In 1998, the Georgia General Assembly passed legislation that permitted local governments to actually cancel elections. This extraordinary power can be exercised if all candidates on a ballot in any particular voting precinct are unopposed. This year, several governments in the Atlanta metropolitan area have opted to use this power and are then beating their chests and declaring to their constituents how fiscally conservative they are.
While this may on the surface appear to be a reasonable way for a local government to save a little money by not holding an election and therefore not paying for printing of ballots, hiring poll watchers, and counting of ballots, it’s actually a pretty dim-bulb idea.

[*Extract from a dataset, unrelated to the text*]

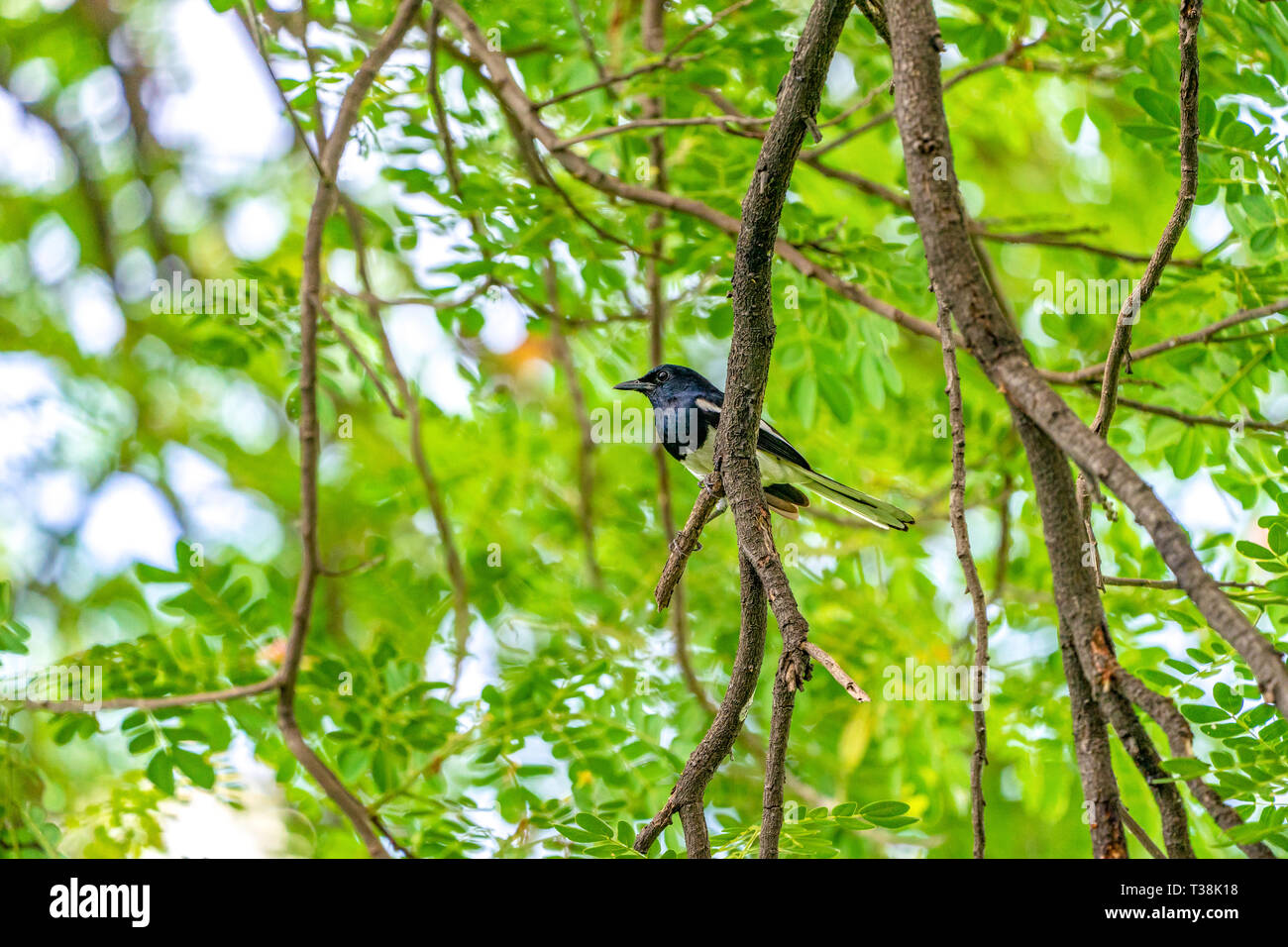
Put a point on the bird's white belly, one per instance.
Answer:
(772, 471)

Although I am not a fan of expansive government, and I take just about every opportunity available to rail against the growth of government power and expenditures, there are in fact some things that governments needs to do and which are in fact essential to the functioning of our representative democracy. Holding elections is one of these necessary functions. If it costs a few dollars to provide an opportunity for citizens to go to the polls every other year — or every year for that matter – to be able to voice their opinions through balloting on the quality and direction of government, well, then it costs a few dollars to do that. If government is spending too much money and has to make some cuts, there are any number of other things in which governments engage that are far less justifiable than printing ballots and counting votes.
What are the foreseeable consequences of the short-sighted Georgia law allowing local governments to cancel elections? For one thing, if there are no elections, people’s interest in educating themselves about candidates and public policy issues will understandably wane. People will become acclimated to not going to the polls, at a time we ought to be taking steps designed to get them to the polls. We should never lose sight of the fact that citizens have a right to vote, and allowing a government to take that right away, especially just to save a few bucks, will generate distrust and apathy toward the entire process of governing. (It may also generate law suits challenging the cancellation of elections, which will then eat away at all that cash the local governments “save” by cancelling the balloting.)

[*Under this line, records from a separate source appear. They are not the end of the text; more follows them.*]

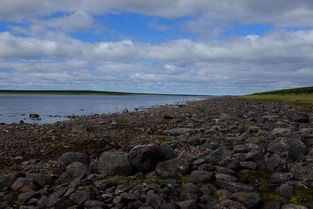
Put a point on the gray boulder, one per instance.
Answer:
(114, 163)
(173, 167)
(70, 157)
(144, 158)
(248, 199)
(198, 177)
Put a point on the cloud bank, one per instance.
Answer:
(38, 51)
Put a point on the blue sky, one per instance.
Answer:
(192, 47)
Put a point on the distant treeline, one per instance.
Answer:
(305, 90)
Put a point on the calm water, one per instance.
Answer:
(14, 108)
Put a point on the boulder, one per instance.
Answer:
(187, 204)
(181, 131)
(172, 168)
(248, 199)
(229, 204)
(293, 206)
(144, 158)
(114, 163)
(293, 146)
(198, 177)
(76, 169)
(70, 157)
(24, 185)
(284, 190)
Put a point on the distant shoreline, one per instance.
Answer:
(84, 92)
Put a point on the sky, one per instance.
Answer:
(212, 47)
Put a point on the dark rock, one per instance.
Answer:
(281, 132)
(187, 204)
(7, 180)
(70, 157)
(274, 162)
(24, 197)
(173, 167)
(33, 116)
(229, 204)
(302, 172)
(168, 206)
(280, 178)
(154, 200)
(249, 165)
(293, 206)
(24, 185)
(76, 169)
(220, 154)
(144, 158)
(234, 186)
(79, 197)
(295, 147)
(284, 190)
(189, 191)
(180, 131)
(198, 177)
(225, 177)
(114, 163)
(94, 204)
(102, 184)
(248, 199)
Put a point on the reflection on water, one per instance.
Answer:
(53, 108)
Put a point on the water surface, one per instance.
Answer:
(53, 108)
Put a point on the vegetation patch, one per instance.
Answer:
(302, 196)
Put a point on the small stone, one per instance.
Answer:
(70, 157)
(225, 177)
(249, 165)
(187, 204)
(24, 185)
(198, 177)
(284, 190)
(144, 158)
(173, 167)
(77, 169)
(229, 204)
(293, 206)
(114, 163)
(248, 199)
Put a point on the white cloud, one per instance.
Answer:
(279, 12)
(246, 64)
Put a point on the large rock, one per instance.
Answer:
(24, 185)
(181, 131)
(198, 177)
(293, 206)
(144, 158)
(172, 168)
(77, 169)
(248, 199)
(293, 146)
(114, 163)
(229, 204)
(281, 131)
(302, 173)
(70, 157)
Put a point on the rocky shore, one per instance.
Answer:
(217, 153)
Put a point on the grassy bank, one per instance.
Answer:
(295, 96)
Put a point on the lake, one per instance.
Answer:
(53, 108)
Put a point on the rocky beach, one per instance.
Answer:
(216, 153)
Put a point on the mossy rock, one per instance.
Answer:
(302, 196)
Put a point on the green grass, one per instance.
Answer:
(294, 96)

Moreoever, by empowering local office holders to cancel elections in their own jurisdiction whenever all posts up for election are uncontested, you are providing incentive for those officials to discourage people from running against them. One can just about hear the discussion – “You know, Joe, there’s no way you can beat me, so why bother to run, since if you don’t, we won’t even have to hold an election and we can just save the taxpayers all that money, which we can use for other worthwhile projects. (wink, wink)”
I’m not sure what the official title of this piece of legislation was, but it should have been, “The Vote Suppression and Incumbent Protection Act.” Perhaps next year the members of Georgia’s General Assembly will figure out yet another way to protect incumbents and diminish voter interest even further.